The human body’s immune system uses a network of protein messengers called cytokines, which function like text messages between cells, to coordinate its defenses and dictate cellular behavior. One messenger, Interleukin-4 (IL-4), is a cytokine with varied effects on many cell types. Discovered in 1982, IL-4 plays a part in processes ranging from immune defense to allergic reactions.
How IL-4 Communicates in the Body
Interleukin-4 is produced by several immune cells, primarily a class of T-helper cells called Th2 cells, as well as by mast cells, eosinophils, and basophils. Once released, IL-4 travels through the body to deliver instructions. The message is received when the IL-4 protein binds to a specific docking station on a target cell, known as the IL-4 receptor (IL-4R). This interaction is highly specific, much like a key fitting into a lock.
This binding event initiates a cascade of signals inside the recipient cell. For the signal to be transmitted, IL-4’s binding to the first part of the receptor, a chain called IL-4Rα, causes another receptor chain to join and form a functional complex. This completed receptor then activates intracellular molecules, such as STAT6, which carries the signal to the cell’s nucleus and directs changes in gene expression.

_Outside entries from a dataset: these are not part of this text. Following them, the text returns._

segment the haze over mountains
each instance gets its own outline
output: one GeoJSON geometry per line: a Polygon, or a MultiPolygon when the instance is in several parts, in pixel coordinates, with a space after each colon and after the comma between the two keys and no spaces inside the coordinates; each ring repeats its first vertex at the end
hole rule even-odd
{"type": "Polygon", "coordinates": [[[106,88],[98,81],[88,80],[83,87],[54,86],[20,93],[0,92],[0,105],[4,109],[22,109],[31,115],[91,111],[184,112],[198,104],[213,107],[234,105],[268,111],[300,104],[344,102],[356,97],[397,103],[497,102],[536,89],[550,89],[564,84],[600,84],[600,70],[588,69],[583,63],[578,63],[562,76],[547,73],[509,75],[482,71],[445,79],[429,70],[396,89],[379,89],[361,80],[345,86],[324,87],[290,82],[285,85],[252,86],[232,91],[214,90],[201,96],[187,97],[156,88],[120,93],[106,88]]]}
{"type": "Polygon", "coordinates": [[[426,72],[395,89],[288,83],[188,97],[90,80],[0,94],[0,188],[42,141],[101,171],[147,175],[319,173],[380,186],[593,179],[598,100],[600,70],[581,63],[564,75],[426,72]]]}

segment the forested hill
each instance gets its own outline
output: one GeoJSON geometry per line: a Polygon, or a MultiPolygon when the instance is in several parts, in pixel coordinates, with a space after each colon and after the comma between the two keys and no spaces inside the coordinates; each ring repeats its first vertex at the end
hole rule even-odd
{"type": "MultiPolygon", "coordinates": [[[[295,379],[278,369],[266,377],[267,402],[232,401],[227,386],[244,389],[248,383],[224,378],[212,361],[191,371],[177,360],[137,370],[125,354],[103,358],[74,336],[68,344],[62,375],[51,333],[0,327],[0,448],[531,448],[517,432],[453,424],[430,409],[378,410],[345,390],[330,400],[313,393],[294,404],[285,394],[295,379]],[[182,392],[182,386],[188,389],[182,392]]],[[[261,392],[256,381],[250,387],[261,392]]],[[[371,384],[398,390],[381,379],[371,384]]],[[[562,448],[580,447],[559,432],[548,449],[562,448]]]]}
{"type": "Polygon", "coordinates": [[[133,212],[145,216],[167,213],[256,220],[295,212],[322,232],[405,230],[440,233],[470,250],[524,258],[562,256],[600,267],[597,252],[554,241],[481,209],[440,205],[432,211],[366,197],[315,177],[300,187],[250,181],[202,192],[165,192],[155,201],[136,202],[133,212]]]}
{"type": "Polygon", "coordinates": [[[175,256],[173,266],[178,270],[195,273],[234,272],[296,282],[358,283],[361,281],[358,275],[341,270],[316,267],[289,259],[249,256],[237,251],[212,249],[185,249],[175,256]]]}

There are two main versions of the IL-4 receptor, Type I and Type II. The Type I receptor is found on immune system cells, while the Type II receptor is present on non-immune cells, including those in the airways and skin. This distribution allows IL-4 to orchestrate a broad range of biological effects, influencing everything from immune cell development to the contraction of lung muscle cells.
The Connection to Allergies and Asthma
The role of IL-4 is well-documented in the development of allergic diseases, including hay fever, atopic dermatitis (eczema), and asthma. These conditions are driven by a specific inflammatory response known as type 2 inflammation, in which IL-4 is a central player. When an individual with a predisposition to allergies is exposed to a harmless substance like pollen, their immune system can overreact.
A defining action of IL-4 in this process is its effect on B cells, which produce antibodies. IL-4 instructs B cells to undergo a “class switch,” causing them to produce a specific antibody called Immunoglobulin E (IgE). This step is necessary for the large amounts of IgE production that characterize an allergic state.
Once produced, IgE antibodies circulate and attach to the surface of immune cells like mast cells and basophils, priming them for a reaction. IL-4 further amplifies this by increasing the number of IgE receptors on these cells, making them more sensitive. Upon subsequent exposure to the same allergen, it binds to the IgE on these primed cells, triggering them to release inflammatory chemicals like histamine. This causes classic allergy symptoms, and IL-4 also contributes to asthma by inducing excess mucus production in the airways.
A Key Defender Against Parasites
While problematic in allergies, the IL-4-driven immune pathway also serves a protective function. The same type 2 inflammatory response that drives allergies is effective at combating infections by parasitic worms, known as helminths. The mechanisms that cause allergic symptoms are repurposed in this context to physically expel parasites.
When the body detects a parasitic worm infection, immune cells are stimulated to produce IL-4. This triggers the same cascade seen in allergies, but the response is directed at the parasite. The inflammatory environment created by this pathway is hostile to the worms.
The response helps coordinate the physical removal of these parasites. For instance, increased mucus production in the gut can help trap worms, while smooth muscle contractions aid in their expulsion. Eosinophils, another cell type activated in this pathway, release toxic proteins that can directly damage the parasites.
Therapeutic Drugs Targeting IL-4
The understanding of IL-4’s function in allergic diseases has led to modern medical treatments. Since overactive IL-4 signaling causes conditions like atopic dermatitis and asthma, scientists have designed targeted drugs to block its activity, interfering with the specific molecules driving the disease.
These drugs are often monoclonal antibodies, which are laboratory-produced proteins designed to bind to a single, specific target. The target is either the IL-4 cytokine itself or its receptor, IL-4Rα. By binding to this receptor, the drug effectively blocks the “lock,” preventing IL-4 from delivering its inflammatory message.
An example of this therapeutic strategy is the drug dupilumab (Dupixent). This monoclonal antibody is engineered to bind to the IL-4Rα chain. Because this receptor chain is also a component of the receptor for a related cytokine, Interleukin-13 (IL-13), dupilumab blocks the signals from both cytokines. This dual-action blockade has proven effective in treating moderate-to-severe atopic dermatitis and certain types of asthma.